Organic agricultural products and their market value
According to farmers, the use of technology allows them to obtain environmentally friendly, high-quality and beautiful products. Although the product has not yet passed the organic labelling process, it is more expensive on the market because it compares favourably with similar products.
Now partner NGOs even buy these vegetables and take them to the Yerevan market.
The crop is sold at a satisfactory but not expensive price. Farmers say there is not yet any culture of buying organic products in Armenia. Buyers are inclined towards seeking cheaper options. Few will question whether the cabbage they buy exceeds the permissible pesticide limits. However, a farmer from Sarukhan village emphasises that not only does the crop yield increase, but also the appearance of the products improves.
Gegharkunik harvest festival in Yerevan
Last August, EU4Sevan organised the Gegharkunik Harvest Festival in Yerevan, where residents of this mountainous region, known for its harsh weather conditions, surprised people with their ability to grow non-traditional vegetables.
Ani Latoyan, the Project’s Communication, Visibility, Monitoring and Evaluation Specialist, recalls how interesting it was to present non-traditional plant species grown in the Gegharkunik province in Yerevan.
“We managed to get the harvest of Gegharkunik in Yerevan, which at the moment is very diverse, colourful, tasty and healthy. I am very glad that our farmers are aware of its importance,” she says.
According to the Armenian law “On Organic Agriculture”, the label “organic”, “ecological” and “biological” is assigned to food products if they have been produced in accordance with the standard of organic agriculture and certified by a third independent party. Nune Darbinyan, founder of the Ecoglobe LLC, says that the price of a product depends on the market, the law does not determine it.
“In a free market, the market regulates its price. A law or a standard does not determine how much an organic product should cost,” said Darbinyan. According to Pargev, if it is possible to standardise and comply with international standards, the product can be exported abroad, where it can sell at much higher prices.
Farmers who adopt innovative technologies are aware that their work addresses multiple challenges simultaneously. They actively contribute to water conservation in Lake Sevan, support ecosystem restoration, which in turn promotes tourism development. They have access to organic food and advocate for a healthy lifestyle. By establishing their own businesses, they contribute to reducing emigration and the need to look for work in foreign countries, while also discouraging illegal fishing practices. Residents of the community will no longer aspire to move to the capital and will stay in the region.

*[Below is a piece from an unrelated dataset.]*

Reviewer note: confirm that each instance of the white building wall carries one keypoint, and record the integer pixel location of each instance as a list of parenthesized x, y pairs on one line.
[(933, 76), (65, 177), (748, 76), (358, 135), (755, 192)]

It is important to remember that several villages in Gegharkunik region are situated along the border with Azerbaijan.
State support and involvement in the project
And what does the state do for these people? What is its role?
According to Hovik Sayadyan, the role of the state is especially visible in subsidising a portion of the irrigation water. Cooperation towards sustainable land use practices is with the Ministry of Economy. They have conducted joint visits with ministry staff to witness the results in the field.
“We are now working closely in the direction of local production of mineral fertilisers and its promotion,” he says. The regional consultant reports that there are producers, but the work is aimed at diversifying and raising awareness.
The project specialists are convinced that if people are ready to change their culture and realise that this is also done as a means of expressing patriotism, they will definitely manage to keep our Sevan blue.